What is the maximum speed at which a car could be moving and not hit a barrier 35.0 m ahead if the average acceleration during braking is -10.0 m/s2 and it takes the driver 0.90 s before he applies the brakes?
subtract from the 35 m the distance during reactiontime (v*.9) so the stopping distance is 35-.9v.
That is equal to d in ...
vf^2=v^2+2ad
vf is zero, solve for v.
Do I use the acceleration for the velocity or do I figure out the velocity from the informatin given?
To answer the question, you need to use the information given and figure out the velocity. Here's how you can proceed:
First, calculate the distance during the reaction time: (velocity * reaction time) = (v * 0.9).
Next, subtract the distance during reaction time from the total distance to get the stopping distance: 35.0 m - (v * 0.9).
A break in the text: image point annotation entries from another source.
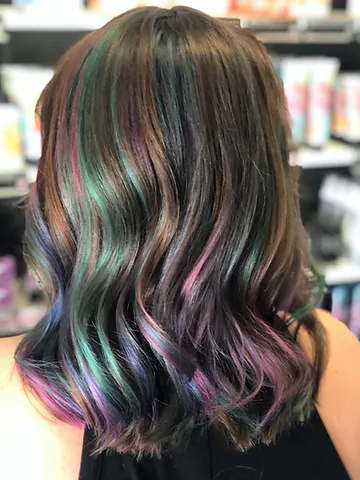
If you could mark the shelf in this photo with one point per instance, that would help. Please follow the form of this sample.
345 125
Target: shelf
342 274
332 156
35 21
12 192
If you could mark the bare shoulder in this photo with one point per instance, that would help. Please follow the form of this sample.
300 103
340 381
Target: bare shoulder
339 395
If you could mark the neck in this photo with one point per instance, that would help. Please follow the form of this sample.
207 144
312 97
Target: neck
7 350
Using the equation vf^2 = v^2 + 2ad, where vf is the final velocity (which is zero because the car comes to a stop), v is the initial velocity, a is the acceleration, and d is the stopping distance, you can substitute the values:
0 = v^2 + 2(-10.0 m/s^2) * (35.0 m - (v * 0.9)).
Simplify the equation:
0 = v^2 - 20.0 m/s^2 * (35.0 m - 0.9v).
Expand:
0 = v^2 - 700.0 m/s^2 + 18.0 m/s^2 * v.
Rearrange the equation:
0 = v^2 + 18.0 m/s^2 * v - 700.0 m/s^2.
Now, solve this quadratic equation for v.
You can use the quadratic formula: v = (-b ± √(b^2 - 4ac)) / (2a).
In this case, a = 1, b = 18.0 m/s^2, and c = -700.0 m/s^2.
Substitute these values into the quadratic formula and solve for v.
Note that there will be two solutions, but you only need the positive value because the speed cannot be negative in this context.
Once you find the positive value of v, that will be the maximum speed at which the car could be moving without hitting the barrier 35.0 m ahead.